Programmer graphophilia

    For the last couple of days, I have been immersed in the task of beautiful text-writing. I caught the idea when I read a post about the keyword graph for articles from alexwolf's website .
    But I wanted to create such graphs for arbitrary texts and see how beautiful and interesting they can be. I’m not sure that everyone who reads me now shares my programmatic understanding of beauty, but I still want to say that in my opinion it turned out beautifully and funny.
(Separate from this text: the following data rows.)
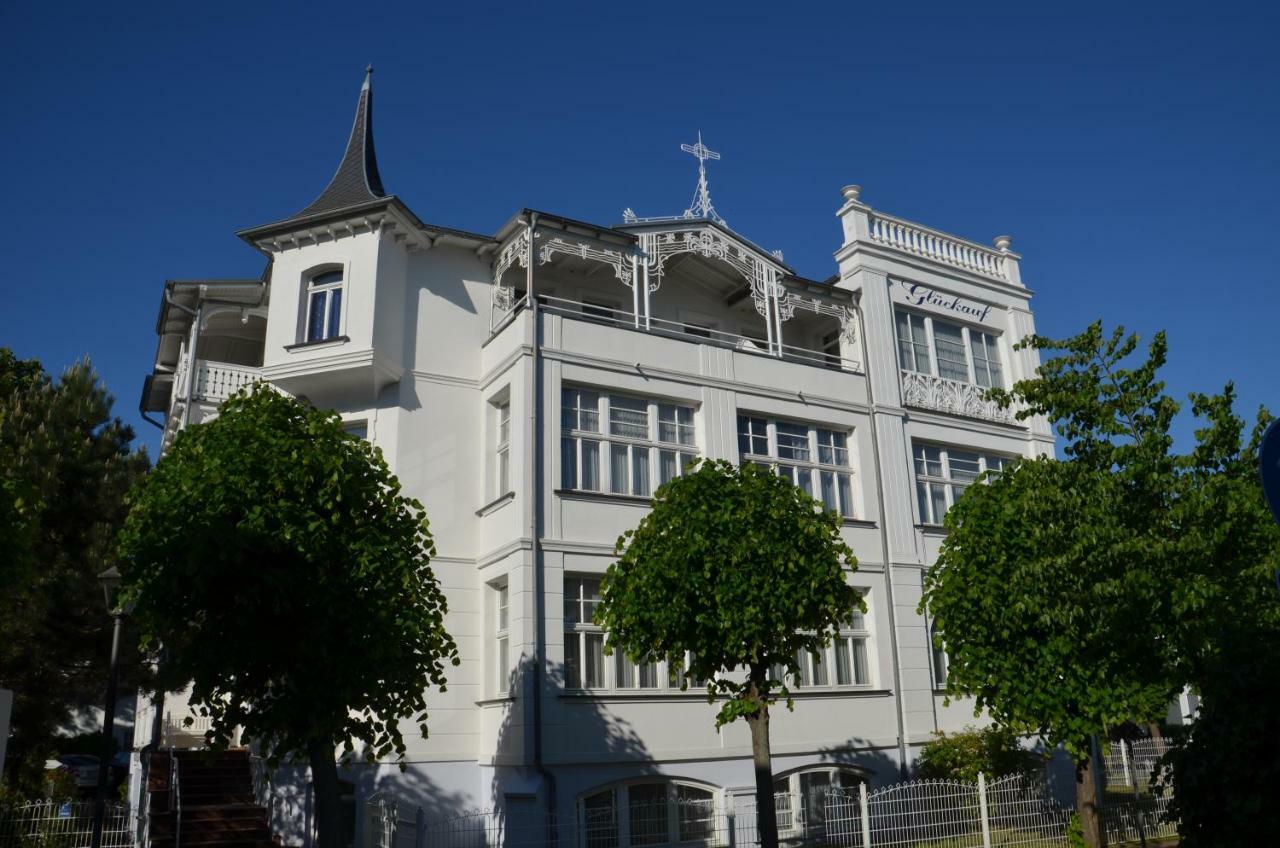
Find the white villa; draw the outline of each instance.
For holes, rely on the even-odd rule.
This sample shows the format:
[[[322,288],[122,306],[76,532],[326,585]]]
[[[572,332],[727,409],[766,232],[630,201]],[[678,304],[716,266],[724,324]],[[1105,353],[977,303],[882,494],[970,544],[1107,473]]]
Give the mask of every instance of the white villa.
[[[897,780],[934,730],[974,721],[943,705],[946,657],[916,606],[955,497],[1053,450],[1047,421],[983,400],[1038,365],[1014,351],[1034,332],[1020,256],[1006,236],[950,236],[847,186],[832,192],[832,273],[808,279],[724,224],[707,191],[718,155],[700,138],[686,150],[699,183],[682,214],[521,209],[465,232],[383,188],[366,76],[328,187],[238,233],[261,278],[165,283],[142,395],[163,446],[268,380],[337,410],[430,518],[462,665],[429,697],[430,737],[406,731],[407,769],[346,772],[357,801],[508,821],[604,811],[613,835],[591,844],[626,845],[655,844],[626,812],[637,804],[660,808],[676,843],[700,826],[677,804],[751,795],[745,724],[717,730],[703,692],[605,656],[591,624],[614,541],[692,456],[776,466],[845,516],[860,564],[849,580],[867,614],[805,657],[795,711],[773,711],[785,826],[817,815],[817,790]],[[137,726],[141,744],[150,721]],[[305,830],[276,819],[288,826]]]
    In order not to fence my bike for drawing graphs, I used the GraphViz package (you can also download it here ). The same utilities are used by Doxygen for drawing beautiful graphs.
    To prepare the data for the graph and simplify the work, I wrote a program in C ++ ( CodeGraphMFC.rar , CodeGraphMFC_Sources.rar ).
    Using the links you can download both the program and the source texts (for VisualStudio 2005).
    The program interface looks like this:
    From textgraphs

    You can insert any text into it, click "Create graph" and it will create a graph of dependent words of this text.
    Dependent words are words that are close to each other in the text (the maximum range can be selected in the interface). You can also choose one of several graph creation methods.
    The basic rule: the closer the vertices of the resulting graph are to each other, the more often the words at these vertices occur together in the text.
    The program only works if GraphViz is installed and the path to it is spelled correctly, and the default program for opening gif files must also be registered, because gifs are created as a result.
    From restrictions: for some reason, this package is terribly slow and crashes on large numbers of vertices of the graph. Therefore, the maximum number of different close words that everything works on is about 1000.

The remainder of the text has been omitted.